The various rock songs seem like they were included based on a group of, like, 10 fat old white dudes sitting around a boardroom. That or 10 teenagers who just said "Yeah, that'd be cool. Put that song in, like, there" and then just shoved a song into a scene. This film has made me appreciate how Guardians of the Galaxy worked with its music so much more, because that film is lightyears better handled than this one. The music in Guardians -- both volumes, I should note -- is organic both to the scenes and to the characters. It fits the mood, it fits the characters, it fits the moment. It calls attention to itself, but it blends with what's happening on screen. The music in SS, by contrast, feels...forced. It doesn't fit with the scene and kind of shows up abruptly out of nowhere, usually with some recognizable riff from the song, and it doesn't seem to really apply to the characters or the sequence. It's more just like "insert cool song here." And yeah, the songs on their own are cool, but they just don't...fit....in the scene. Moreover, they distract from the action. It's jarring, really. Like trying to listen to two different conversations at once.
In a way, that also seems to apply to the editing, at least with respect to narrative. The sequences all fit a very basic overall plot, but the individual scenes themselves...I dunno. It feels like there's stuff missing in some sequences, but at the same time, it feels like the film doesn't have time to breathe and explore what it's trying to do. The last time I experienced something like this was with Age of Ultron, but at least there the scenes felt like they flowed together better, even if it still felt like the story and characters had no time to really breathe. Here, the scenes themselves feel...I dunno...jumbled almost. Or at least like you can see where something was probably cut.
I'm really only watching like 20-30 min at a time with the film, but it just feels so...off...that now I'm just watching it almost out of curiosity to see how and why it doesn't work. I've seen bad movies. I've seen LOTS of bad movies. Hell, I saw Battlefield Earth in a theater (granted, it was a dollar theater and I watched a matinee with nobody but my friends and I in it, so it was basically MST3K for us). I've seen awful, unentertaining, big budget movies before. I watched Man of Steel and the first Transformers film. So, I've seen really dumb, really poorly made, really expensive films. But this one is different. It just feels so cobbled together, so "designed by committee." It feels rushed and obligatory in its design, although some of that may be my own knowledge of how this film came into being.

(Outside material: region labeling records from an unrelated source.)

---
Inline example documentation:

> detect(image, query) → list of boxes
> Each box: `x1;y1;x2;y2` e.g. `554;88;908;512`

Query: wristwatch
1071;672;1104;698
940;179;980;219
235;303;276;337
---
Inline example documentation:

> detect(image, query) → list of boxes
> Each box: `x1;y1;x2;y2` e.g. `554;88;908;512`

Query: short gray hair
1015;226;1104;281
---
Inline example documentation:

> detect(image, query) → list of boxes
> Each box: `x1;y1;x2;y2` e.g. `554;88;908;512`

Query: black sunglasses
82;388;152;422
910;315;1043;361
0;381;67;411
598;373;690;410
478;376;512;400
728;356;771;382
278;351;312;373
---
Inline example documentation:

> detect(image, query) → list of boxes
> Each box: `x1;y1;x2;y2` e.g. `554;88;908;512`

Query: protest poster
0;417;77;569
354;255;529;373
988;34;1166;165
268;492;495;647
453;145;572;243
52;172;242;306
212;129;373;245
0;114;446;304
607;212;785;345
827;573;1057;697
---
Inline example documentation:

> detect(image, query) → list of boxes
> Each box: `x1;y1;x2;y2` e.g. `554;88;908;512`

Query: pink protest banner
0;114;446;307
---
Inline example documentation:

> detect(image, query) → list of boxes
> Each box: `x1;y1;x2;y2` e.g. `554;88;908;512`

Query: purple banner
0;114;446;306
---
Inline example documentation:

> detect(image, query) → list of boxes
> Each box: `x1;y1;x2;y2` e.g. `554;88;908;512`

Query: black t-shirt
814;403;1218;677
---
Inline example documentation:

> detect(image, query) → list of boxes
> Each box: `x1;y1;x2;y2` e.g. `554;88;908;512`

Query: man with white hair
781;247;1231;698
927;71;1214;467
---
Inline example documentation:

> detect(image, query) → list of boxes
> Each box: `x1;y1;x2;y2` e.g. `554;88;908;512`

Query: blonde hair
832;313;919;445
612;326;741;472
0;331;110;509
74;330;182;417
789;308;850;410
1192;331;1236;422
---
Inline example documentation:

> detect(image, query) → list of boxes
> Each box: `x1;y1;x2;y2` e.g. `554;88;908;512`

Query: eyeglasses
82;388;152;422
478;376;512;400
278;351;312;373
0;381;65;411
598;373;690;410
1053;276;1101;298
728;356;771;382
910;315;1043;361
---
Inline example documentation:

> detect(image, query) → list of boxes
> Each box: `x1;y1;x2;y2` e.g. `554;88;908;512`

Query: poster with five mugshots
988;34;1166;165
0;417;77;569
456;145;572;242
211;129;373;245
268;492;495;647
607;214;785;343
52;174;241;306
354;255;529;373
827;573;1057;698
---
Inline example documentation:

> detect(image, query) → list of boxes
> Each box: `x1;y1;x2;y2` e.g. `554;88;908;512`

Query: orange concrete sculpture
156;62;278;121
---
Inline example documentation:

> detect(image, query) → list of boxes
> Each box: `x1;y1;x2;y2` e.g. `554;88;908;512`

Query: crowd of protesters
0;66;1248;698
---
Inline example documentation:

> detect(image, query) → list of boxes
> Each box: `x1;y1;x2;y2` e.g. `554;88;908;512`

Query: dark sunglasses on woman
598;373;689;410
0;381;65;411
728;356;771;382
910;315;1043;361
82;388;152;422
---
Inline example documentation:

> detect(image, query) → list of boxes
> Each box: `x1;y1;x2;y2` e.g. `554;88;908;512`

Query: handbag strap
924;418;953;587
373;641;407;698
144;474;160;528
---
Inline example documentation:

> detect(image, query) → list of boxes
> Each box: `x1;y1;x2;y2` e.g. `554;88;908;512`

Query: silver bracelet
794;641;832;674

And the really sad thing is that not only is the concept itself really cool, there actually seems to be a decent movie buried deep underneath the film we got that just can't manage to claw its way out. There's an opportunity to tell a really neat story, with interesting characters, played by entertaining actors, and with terrific production values, but the sum of all of these parts is just...I dunno. It's bizarre really. A weird mix of what seems like amateurish errors, and well meaning but misapplied creative decisions by talented people, all rolled into one spectacularly ineffective story.